Robust donor cell transplant is needed for a successful repair of the blood-brain barrier in patients with cerebral adrenoleukodystrophy (cALD), a recent study suggests.
The study “Successful donor engraftment and repair of the blood brain barrier in cerebral adrenoleukodystrophy” was published in the journal Blood.
Up to 40 percent of boys affected by adrenoleukodystrophy develop the severe cALD form of the disease, which is associated with demyelination — loss of the protective myelin sheath surrounding neurons.
Demyelination can be seen through magnetic resonance imaging (MRI), based on the intensity of gadolinium in specific areas of the brain. Gadolinium is a chemical that accumulates in abnormal tissues after intravenous injection, and can be visualized by MRI.
Gadolinium-intense areas in the brain suggest active inflammation and a disrupted blood-brain barrier.
According to the research team, “only hematopoietic cell transplant (HCT) has been shown to halt neurologic progression with the best outcomes when HCT is performed early in the disease process, though the mechanism of disease arrest by donor hematopoietic cells is unknown.”
In HCT, patients receive an intravenous infusion of hematopoietic stem and progenitor cells from a healthy donor. The procedure is used to re-establish the patient’s immune system.
In order to assess gadolinium resolution in MRI — indicative of elimination of active neuroinflammation — and other potential biomarkers, researchers analyzed boys with cALD who had received HCT.

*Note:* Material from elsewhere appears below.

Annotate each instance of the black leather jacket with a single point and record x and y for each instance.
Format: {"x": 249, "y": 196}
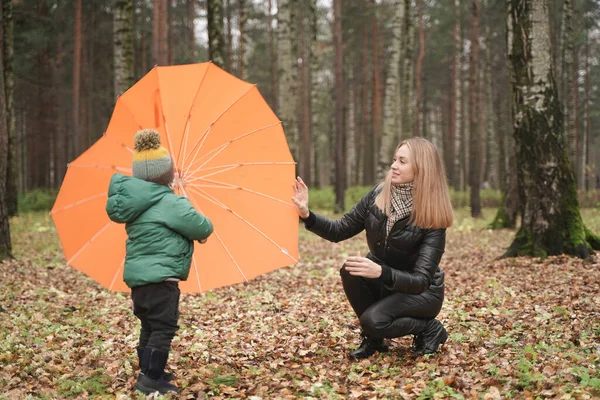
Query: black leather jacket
{"x": 409, "y": 256}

Specifically, the team investigated the relationship between donor cell recovery and intensity changes on gadolinium, and also assessed if gadolinium intensity reductions were associated with specific biomarkers.

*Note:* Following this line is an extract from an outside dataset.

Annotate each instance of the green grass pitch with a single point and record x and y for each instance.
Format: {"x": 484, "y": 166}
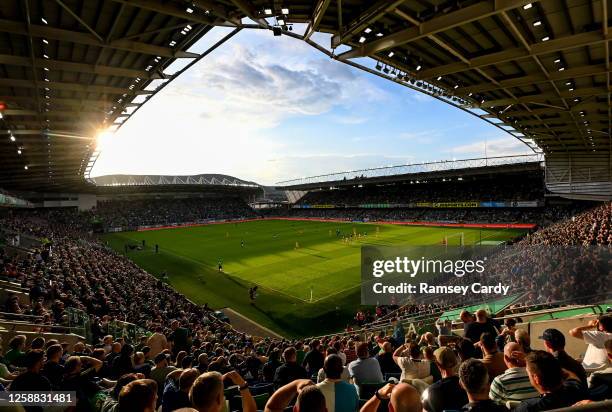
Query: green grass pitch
{"x": 286, "y": 259}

The team evaluated 66 boys with cALD (median age of 8.3 years) who had undergone a successful HCT between December 2002 and April 2017. MRI before HCT assessed the disease status, while MRI after HCT (at days 30, 60, 100, 180, and 365) showed the relative changes in gadolinium.

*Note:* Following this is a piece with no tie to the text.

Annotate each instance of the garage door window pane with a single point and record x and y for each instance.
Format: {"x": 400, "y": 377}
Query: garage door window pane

A successful HCT is characterized by long-term neutrophil recovery. Neutrophils are a type of white blood cells that form an essential part of the body’s innate immune system.
When measuring neutrophil immune cell recovery in patients, the team found that the median recovery time was 16 days. Patients showing faster recovery rates, were more likely to show gadolinium reduction.
Also, increased recovery of total neutrophil counts was associated with an increase in immune cell counts and CD34, a marker for hematopoietic stem or progenitor cells.
Another marker associated with reduced gadolinium was CD15 (a marker of white blood cells called granulocytes). According to MRI results, increased donor chimerism — the percentage of post-transplant hematopoietic cells in the patient that are all of donor origin — of CD15 (70-100%) was associated with reduced gadolinium intensity.
In contrast, HCT graft failure was associated with poor gadolinium reduction.
Next, researchers analyzed biomarkers that could reflect the severity of cerebral disease in cALD. They found that a higher gadolinium score before HCT had a significant inverse association with gadolinium reduction 60 days after HCT. That means patients with more active inflammation had a lower gadolinium resolution 60 days after HCT.
The team also confirmed a significant association between the day of absolute neutrophil count recovery, and reduced gadolinium 60 days after HCT.
“These results demonstrate for the first time a correlation between donor cell recovery and recovery of the BBB [blood-brain-barrier] as indicated by the resolution of gadolinium enhancement on MRI,” the researchers wrote.
“Our data suggest that robust donor myeloid recovery is necessary for timely repair of the blood-brain-barrier,” they concluded.
Still, the mechanism behind stabilized cerebral disease through HCT remains unknown. Based on previous research, the team suggested that, upon HCT, certain immature immune cells may cross the blood-brain barrier, maturate, and subsequently help to reduce inflammation in the central nervous system. However, further studies are needed to confirm that hypothesis.